Considering that you help bands with songwriting or arranging music it is advantageous to play an instrument. It’s more likely that audio engineers don’t play an instrument, but then again, they’re better with technical skills. It is the job of a producer to have the harmonic structure in mind, so having a background as a musician is important.

Do you work across genres or did you decide to work with just a few?
I do many genres. It has always been my standard to be musically free. I do have a focus though: guitar music.

I see myself as an alternative [music] producer and I work the old fashioned way, that is I work with musicians, I want that they play their stuff on their own.

For my personal creative development it is crucial that I can work in different genres properly. If I kept on working in one type of music only, I would come to the point when it wouldn’t challenge me anymore. To me it’s vital to have musicians with varying styles to get new inspirations.

You are a producer, right? But although people tend to think they know what that is, what is it exactly a producer is doing?
I am a producer and engineer, and I combine being creative with music and being creative on the technical side of studio productions.

But there’s a lot of different types of jobs in the studio, right? Explain for instance the difference between a producer and an audio engineer.
The work of a producer is rather complex because there’s a wide range of things to do. In general you can say that as a producer you take care of the entire workflow of a production. It starts with helping bands finish off their songwriting process, whether it is arrangements or really writing the  songs together.

It‘s my job to care for that everything is recorded properly, or let’s say you put things in the right way. I‘m the one who coordinates the production flow, I’m always present and I keep an eye on that everything happens the way it‘s planned. It‘s at one’s discretion, you do as much as you think is necessary.

The work has changed in the last years. Ten to twenty years ago it was all more specialized and the job consisted more of being an outside coordinator. Today producers are in charge of severeal aspects of productions, for instance audio recording both on the creative and technical side of productions. Only working as an audio engineer means that you take care of the technical side of what is supposed to creatively happen. Today, producer and audio engineer are very often the same person.
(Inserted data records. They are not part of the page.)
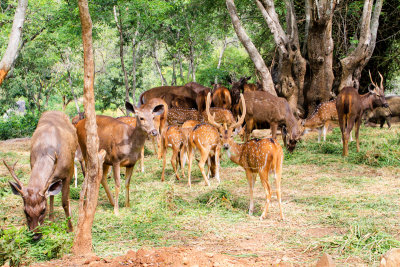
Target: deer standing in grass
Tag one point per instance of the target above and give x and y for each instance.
(53, 148)
(351, 106)
(175, 138)
(122, 143)
(262, 156)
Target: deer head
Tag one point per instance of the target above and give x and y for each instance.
(145, 116)
(35, 197)
(379, 99)
(226, 132)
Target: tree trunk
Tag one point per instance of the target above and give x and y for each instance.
(354, 63)
(121, 53)
(90, 188)
(135, 46)
(320, 52)
(15, 38)
(221, 54)
(163, 81)
(255, 56)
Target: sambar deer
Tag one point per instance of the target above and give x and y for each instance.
(53, 148)
(122, 143)
(262, 107)
(260, 156)
(351, 106)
If you work with a big production it does make sense to have an assistant because it’s simply too much for one person. It starts with setting up instruments in the studio, for instance mic the drums up and decide for preamps. You always need to have in mind “Does it sound correctly and is it played properly?“. There’s a lot to consider, so it’s easier to work together with people where everyone has their specific job.
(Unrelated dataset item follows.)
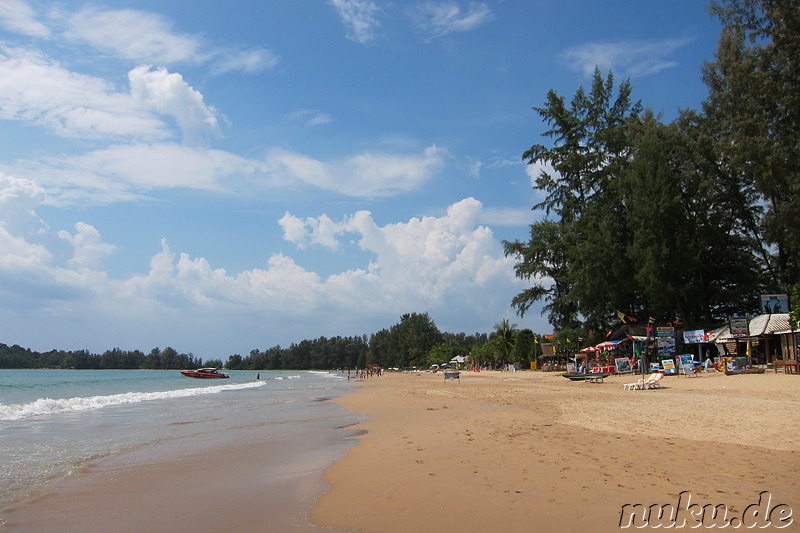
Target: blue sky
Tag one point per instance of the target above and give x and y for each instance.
(226, 176)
Is mastering a separate job or is it done by one person?
It’s a separate work step, but it can be done by the same person.

A production consists of a few steps. First it’s the preproduction which means songwriting and collecting the songs you have. The next step is recording. When it’s finished you have the mixing and after that comes mastering. Apart from preproduction every step happen in the studio.

When you work on a production for a very long time, such as recording and mixing, it usually makes sense that someone else is doing the  mastering. It is common that different people work on a production.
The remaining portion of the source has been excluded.